The Snowball exception
One popular "Neocaridina" doesn't sit cleanly on this tree at all, and it's worth knowing. Snowball shrimp — the milky-white line whose eggs look like tiny snowballs — is often not Neocaridina davidi but a close relative, Neocaridina cf. zhangjiajiensis. In the tank it's a distinction without a difference: care, water and temperature are identical to any cherry, so keep it exactly the same way.
Where it matters is breeding. Because Snowball frequently traces to a different species, pairing it with your davidi colour lines muddies the genetics on top of the usual reversion problem, so keep it separate if you want predictable offspring. It's a good reminder that the hobby's tidy labels hide some real biological wrinkles — "white Neocaridina" and "cherry shrimp" may not be quite the same animal under the shell.

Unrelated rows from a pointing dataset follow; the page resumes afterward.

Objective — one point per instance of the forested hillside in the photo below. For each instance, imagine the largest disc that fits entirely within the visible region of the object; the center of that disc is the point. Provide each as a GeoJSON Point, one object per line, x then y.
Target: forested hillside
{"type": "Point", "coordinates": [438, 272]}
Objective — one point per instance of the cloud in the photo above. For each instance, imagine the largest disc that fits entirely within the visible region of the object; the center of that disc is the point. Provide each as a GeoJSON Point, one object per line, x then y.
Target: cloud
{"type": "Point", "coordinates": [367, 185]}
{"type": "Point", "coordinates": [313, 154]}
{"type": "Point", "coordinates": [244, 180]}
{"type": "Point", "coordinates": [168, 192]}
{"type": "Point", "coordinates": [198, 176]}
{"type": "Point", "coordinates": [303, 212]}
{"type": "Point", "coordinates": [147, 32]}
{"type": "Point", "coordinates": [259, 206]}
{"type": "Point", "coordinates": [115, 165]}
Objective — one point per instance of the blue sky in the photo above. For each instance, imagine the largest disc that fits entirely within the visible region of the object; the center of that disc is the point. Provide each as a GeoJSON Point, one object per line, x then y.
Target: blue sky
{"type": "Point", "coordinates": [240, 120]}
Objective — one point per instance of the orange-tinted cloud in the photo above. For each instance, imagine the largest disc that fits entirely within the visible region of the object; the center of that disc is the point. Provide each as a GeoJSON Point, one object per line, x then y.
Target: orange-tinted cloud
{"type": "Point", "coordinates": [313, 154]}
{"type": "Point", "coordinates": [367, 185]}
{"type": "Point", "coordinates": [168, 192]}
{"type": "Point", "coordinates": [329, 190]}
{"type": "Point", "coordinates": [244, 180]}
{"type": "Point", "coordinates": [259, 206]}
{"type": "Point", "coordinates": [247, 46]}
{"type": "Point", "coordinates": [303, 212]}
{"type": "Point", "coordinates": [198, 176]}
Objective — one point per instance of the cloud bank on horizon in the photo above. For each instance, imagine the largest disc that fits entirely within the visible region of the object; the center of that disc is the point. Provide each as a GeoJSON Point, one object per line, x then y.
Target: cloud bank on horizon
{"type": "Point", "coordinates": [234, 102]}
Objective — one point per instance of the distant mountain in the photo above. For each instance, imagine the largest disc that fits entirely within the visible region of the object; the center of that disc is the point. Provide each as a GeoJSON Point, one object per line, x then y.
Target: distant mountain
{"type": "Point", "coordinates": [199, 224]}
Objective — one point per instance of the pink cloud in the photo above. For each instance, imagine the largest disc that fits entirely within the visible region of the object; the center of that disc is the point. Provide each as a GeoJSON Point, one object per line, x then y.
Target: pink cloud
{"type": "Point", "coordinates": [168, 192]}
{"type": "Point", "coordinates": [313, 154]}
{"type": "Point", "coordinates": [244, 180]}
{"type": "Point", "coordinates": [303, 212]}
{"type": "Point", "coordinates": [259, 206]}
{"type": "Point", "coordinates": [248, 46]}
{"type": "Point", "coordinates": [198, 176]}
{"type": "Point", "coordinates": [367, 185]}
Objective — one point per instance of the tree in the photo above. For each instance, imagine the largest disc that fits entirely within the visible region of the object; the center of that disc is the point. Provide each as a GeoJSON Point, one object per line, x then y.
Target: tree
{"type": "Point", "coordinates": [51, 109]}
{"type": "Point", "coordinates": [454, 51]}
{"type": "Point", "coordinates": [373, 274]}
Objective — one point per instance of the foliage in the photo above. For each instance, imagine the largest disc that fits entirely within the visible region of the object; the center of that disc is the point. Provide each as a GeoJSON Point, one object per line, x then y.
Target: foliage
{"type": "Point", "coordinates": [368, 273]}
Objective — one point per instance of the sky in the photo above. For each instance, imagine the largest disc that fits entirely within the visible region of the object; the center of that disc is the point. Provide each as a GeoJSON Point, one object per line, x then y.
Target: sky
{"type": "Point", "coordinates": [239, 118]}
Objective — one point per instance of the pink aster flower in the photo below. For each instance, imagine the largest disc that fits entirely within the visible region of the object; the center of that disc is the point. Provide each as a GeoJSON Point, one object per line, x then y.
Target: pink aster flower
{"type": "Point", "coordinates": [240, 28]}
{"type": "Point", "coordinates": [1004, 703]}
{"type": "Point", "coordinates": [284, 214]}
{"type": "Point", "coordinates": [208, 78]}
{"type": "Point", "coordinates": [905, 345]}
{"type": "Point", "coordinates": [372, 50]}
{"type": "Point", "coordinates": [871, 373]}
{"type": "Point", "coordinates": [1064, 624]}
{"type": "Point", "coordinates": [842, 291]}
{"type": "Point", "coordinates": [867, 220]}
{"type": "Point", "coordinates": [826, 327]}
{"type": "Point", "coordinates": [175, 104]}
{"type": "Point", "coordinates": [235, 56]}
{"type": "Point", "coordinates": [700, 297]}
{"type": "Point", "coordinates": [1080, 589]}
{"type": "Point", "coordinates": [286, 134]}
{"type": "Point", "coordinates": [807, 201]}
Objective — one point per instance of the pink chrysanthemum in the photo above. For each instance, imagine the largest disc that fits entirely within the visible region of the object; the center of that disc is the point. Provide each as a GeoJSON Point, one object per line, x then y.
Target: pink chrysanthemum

What the tree means for keeping shrimp
For most keepers the family tree boils down to two practical truths. First, care never changes across the whole thing: one species means one set of needs, so a chart that works for red cherries works identically for blue diamonds, greens, chocolates and the rest. You can pick a colour purely on looks and budget. Second, colour only holds if the tree's branches stay apart — one line per tank keeps a colour true, and any mixing invites the wild-type root back up through it.
That's the quiet elegance of the thing. A single unremarkable brown shrimp from a Taiwanese stream is the ancestor of every jewel-bright colony in the hobby, and it's still in there, waiting under every line, ready to come back the moment selection stops. Understanding that root is what turns a wall of confusing shrimp names into one readable family.
FAQ
Are all Neocaridina shrimp the same species?
Nearly all of them, yes. Red cherries, blue dreams, bloody marys, yellows, greens and the rest are all Neocaridina davidi — one species in different selectively bred colours, so their care is identical. The main exception is the Snowball line, which often traces to a close relative, Neocaridina cf. zhangjiajiensis. It's kept exactly the same way, but it's technically a different species under the shell.
What is wild-type Neocaridina?
Wild-type is the natural, un-selected form of the species: a mottled, translucent brown-green shrimp built for camouflage in the streams of Taiwan and eastern China. Every hobby colour was bred out of it by concentrating small natural variations. It matters because wild-type is the genetic default — mix two colour lines and their offspring drift back towards this drab brown within a couple of generations.
Why do my cherry shrimp babies keep turning brown?
Almost always because colour lines have been mixed somewhere in the tank's history. Because every colour is a selected trait on a wild-type background, crossing two lines — red with blue, say — lets the ancestral brown re-emerge, and each generation looks muddier than the last. The fix is to keep a single colour line per tank; a browning colony can't be selected back to bright without starting from clean, single-line stock.
Are cherry shrimp colours genetic or from their food?
Mostly genetic. The colour a shrimp can be is set by its parents' genes, fixed over generations of selective breeding — food can't add a colour the shrimp doesn't carry. Diet and environment decide only how well that genetic colour shows: a varied, carotenoid-rich diet, dark substrate and stable water bring reds and oranges to their deepest, while stress and pale surroundings wash them out.
Can you create a new cherry shrimp colour?
Not from nothing — you can only concentrate variation that's already in the population. New hobby lines appear when a breeder spots an unusual shrimp in a brood, isolates it and selectively breeds the trait until it holds true. That's how every existing colour was made. Deliberately crossing established lines, by contrast, tends to produce wild-type brown rather than a bright new colour, because the selected traits separate out.